In a statement released recently, the CTC said, " It has come to the attention of the Commission that some producers and/or manufacturers are publishing recommended price ranges within which retailers/wholesalers must trade their goods/services, in the guise of cushioning consumers from likely exploitation by unscrupulous retailers. Whilst the initiative is deemed noble by consumers, however from the Commission's perspective such an initiative can be used as a platform of operationalising a cartel – the worst evil of all conducts in competition policy law and enforcement circles."
The Commission  is a statutory body that administers the Competition Act [Chapter 14:28] (the Act), mandated to promote and maintain fair competition in all sectors of the Zimbabwean economy.

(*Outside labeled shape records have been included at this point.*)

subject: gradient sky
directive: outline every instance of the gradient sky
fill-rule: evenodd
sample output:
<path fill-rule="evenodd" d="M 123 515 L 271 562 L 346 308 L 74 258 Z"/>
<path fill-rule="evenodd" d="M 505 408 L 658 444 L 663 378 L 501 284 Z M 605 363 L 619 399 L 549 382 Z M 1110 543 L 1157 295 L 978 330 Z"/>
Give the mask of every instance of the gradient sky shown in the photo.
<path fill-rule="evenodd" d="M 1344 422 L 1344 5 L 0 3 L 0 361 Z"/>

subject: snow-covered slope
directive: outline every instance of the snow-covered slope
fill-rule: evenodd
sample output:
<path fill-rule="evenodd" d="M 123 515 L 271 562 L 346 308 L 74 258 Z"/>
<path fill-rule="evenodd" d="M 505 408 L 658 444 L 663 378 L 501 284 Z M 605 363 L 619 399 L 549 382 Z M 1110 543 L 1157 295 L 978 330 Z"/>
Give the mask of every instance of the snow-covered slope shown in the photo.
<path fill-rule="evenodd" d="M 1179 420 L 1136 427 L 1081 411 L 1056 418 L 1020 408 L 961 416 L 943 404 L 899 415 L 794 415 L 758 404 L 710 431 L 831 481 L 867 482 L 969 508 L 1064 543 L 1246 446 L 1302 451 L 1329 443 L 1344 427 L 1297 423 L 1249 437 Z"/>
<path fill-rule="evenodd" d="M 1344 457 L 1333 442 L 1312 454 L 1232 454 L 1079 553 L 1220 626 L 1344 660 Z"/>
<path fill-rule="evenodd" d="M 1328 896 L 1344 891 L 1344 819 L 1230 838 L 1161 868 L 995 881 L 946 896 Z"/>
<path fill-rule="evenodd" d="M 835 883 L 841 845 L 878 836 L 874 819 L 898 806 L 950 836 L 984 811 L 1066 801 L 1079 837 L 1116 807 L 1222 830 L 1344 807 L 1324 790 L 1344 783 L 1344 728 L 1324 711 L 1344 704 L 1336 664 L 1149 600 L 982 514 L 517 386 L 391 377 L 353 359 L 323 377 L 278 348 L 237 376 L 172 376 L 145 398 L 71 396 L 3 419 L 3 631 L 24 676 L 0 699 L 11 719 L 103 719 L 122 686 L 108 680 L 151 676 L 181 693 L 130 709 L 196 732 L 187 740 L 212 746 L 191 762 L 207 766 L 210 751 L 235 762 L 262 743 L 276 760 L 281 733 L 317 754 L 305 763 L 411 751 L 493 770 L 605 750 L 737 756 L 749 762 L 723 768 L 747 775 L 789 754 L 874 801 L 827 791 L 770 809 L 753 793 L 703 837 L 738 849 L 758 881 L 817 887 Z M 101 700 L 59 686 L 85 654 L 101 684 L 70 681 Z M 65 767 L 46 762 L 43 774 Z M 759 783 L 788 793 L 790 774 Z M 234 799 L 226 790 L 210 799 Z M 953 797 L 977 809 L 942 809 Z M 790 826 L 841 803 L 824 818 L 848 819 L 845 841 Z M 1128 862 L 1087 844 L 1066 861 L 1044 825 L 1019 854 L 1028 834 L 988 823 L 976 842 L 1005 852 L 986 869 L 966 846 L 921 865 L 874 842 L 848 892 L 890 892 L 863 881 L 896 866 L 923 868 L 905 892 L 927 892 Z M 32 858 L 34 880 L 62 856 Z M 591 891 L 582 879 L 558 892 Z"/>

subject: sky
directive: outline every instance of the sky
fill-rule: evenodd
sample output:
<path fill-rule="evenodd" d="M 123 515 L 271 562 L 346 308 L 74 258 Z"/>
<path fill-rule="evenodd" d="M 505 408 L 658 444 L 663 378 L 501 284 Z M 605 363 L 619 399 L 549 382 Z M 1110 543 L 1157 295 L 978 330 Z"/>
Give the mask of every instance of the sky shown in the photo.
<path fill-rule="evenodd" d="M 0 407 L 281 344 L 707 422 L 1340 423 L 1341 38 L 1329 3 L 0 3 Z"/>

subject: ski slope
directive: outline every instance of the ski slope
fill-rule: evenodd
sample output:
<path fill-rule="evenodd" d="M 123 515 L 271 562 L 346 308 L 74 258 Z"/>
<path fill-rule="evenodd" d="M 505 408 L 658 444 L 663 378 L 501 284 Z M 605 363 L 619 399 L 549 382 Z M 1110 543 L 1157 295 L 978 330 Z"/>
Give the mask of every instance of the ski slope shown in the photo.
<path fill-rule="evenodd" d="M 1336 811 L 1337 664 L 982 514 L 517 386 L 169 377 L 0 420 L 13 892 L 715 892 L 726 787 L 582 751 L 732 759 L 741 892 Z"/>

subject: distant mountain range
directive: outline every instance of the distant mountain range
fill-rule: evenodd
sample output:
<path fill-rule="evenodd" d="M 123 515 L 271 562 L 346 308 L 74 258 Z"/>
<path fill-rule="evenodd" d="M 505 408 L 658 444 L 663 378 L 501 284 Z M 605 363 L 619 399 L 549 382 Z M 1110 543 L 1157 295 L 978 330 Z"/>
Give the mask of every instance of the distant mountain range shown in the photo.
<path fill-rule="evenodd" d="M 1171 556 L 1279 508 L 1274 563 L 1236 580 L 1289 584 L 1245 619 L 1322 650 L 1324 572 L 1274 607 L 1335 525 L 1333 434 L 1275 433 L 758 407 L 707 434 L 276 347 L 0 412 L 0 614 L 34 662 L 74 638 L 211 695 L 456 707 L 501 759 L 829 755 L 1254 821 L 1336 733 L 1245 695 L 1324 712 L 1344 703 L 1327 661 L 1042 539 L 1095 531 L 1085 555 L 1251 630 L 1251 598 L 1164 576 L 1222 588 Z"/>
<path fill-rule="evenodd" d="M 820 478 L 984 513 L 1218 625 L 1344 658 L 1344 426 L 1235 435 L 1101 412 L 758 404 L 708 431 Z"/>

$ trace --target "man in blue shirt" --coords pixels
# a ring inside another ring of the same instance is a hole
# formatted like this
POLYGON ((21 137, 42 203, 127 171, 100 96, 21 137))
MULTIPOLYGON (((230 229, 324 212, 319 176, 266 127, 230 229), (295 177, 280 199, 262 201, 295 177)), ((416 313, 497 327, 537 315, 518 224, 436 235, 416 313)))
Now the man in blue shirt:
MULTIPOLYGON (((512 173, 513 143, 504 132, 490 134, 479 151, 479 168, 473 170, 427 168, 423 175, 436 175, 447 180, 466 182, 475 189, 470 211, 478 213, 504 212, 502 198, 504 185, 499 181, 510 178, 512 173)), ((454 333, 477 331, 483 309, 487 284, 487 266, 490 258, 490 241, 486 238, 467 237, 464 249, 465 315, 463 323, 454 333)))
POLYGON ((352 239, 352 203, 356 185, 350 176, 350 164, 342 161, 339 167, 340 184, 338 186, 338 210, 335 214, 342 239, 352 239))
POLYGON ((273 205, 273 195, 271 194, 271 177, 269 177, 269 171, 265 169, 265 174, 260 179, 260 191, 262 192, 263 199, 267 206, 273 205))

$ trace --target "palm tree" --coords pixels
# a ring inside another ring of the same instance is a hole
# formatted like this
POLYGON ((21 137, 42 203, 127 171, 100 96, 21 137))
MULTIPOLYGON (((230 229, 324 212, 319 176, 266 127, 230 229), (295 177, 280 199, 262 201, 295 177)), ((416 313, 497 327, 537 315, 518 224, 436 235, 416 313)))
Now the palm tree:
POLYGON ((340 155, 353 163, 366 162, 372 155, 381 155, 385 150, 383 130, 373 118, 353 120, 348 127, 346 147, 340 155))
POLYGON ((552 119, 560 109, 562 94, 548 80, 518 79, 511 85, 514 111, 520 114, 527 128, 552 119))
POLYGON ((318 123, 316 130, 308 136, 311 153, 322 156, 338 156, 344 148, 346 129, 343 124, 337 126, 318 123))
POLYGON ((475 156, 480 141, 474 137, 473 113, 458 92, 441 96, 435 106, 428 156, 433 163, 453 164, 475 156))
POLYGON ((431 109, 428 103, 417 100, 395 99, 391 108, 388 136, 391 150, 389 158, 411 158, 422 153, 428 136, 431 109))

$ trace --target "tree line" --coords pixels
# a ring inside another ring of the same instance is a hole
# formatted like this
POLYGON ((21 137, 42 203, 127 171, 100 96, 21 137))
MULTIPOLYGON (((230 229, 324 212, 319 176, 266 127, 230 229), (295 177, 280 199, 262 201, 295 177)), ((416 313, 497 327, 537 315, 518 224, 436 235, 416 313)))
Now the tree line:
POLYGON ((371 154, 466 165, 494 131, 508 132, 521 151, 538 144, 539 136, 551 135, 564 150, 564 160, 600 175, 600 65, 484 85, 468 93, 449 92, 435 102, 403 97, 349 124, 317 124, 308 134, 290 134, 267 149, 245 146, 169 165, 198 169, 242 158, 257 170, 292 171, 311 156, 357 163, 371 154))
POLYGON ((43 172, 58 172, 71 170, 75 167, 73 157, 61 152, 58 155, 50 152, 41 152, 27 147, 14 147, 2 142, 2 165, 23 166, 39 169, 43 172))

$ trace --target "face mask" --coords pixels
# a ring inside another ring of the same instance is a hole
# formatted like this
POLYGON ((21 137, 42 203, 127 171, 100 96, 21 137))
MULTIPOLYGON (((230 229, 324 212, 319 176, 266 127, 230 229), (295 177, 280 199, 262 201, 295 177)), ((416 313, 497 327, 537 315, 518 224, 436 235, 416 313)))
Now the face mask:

The commission is meant to ensure sanity and reasonable or best practices in terms of pricing and Tariffs.

Sources say Grain Millers and other retailers took heed of government efforts to curb overpricing and ventured into an exercise of self regulation and monitoring to ensure that prices do not exceed a set threshold. The Grain Millers had indicated that if retailers overcharge consumers would simply stop buying or reduce consumption rates. The move by the Competition and Tariffs Commission has clearly put the consumers at risk of over pricing as there are no other platforms or mechanisms to regulate prices to protect the consumer.

The Commission is said to have defended its move with the following statement:
"Players in the downstream – namely retailers and wholesalers, can construe the recommended price ranges as the minimum and maximum prices at which the goods can be sold in the market, disadvantaging consumers. Whilst price ceilings can be viewed as a mechanism to protect consumers from exploitation by unscrupulous retailers, the same cannot be said for the conduct of recommending minimum prices to be charged on goods and services given the likely anticompetitive effects to arise from such initiative. While it is permissible to set maximum recommended prices, the Act views setting minimum resale prices as an unfair business practice, a conduct prohibited in the Act. Part VII of the Competition Act [Chapter 14:28] and related provisions on unfair business practices and minimum resale prices therein state as follows:

Section 42 – Unfair Business Practices

(1) The Acts or omissions specified in the First Schedule shall be unfair business practices for the purposes of this Act.

(3) Any person who enters into or engages in or otherwise gives effect to an unfair business practice shall be guilty of an offence and liable – a) in the case of an individual  to a fine  not exceeding level twelve or to imprisonment for a period not exceeding two years or to both such fine and imprisonment; and b) in any other case to a fine not exceeding level fourteen."

Consumers have described the statement by the Competition and Tariffs Commission as absolute nonsense and reeking of bribery and corruption from some retailers and wholesalers who want to engage in profiteering exercises at the expense of the consumer.

Some consumers said the move by the CTC was blatantly anti government and anti people as it allows inflation to thrive as business has been left to do as it pleases in terms of pricing.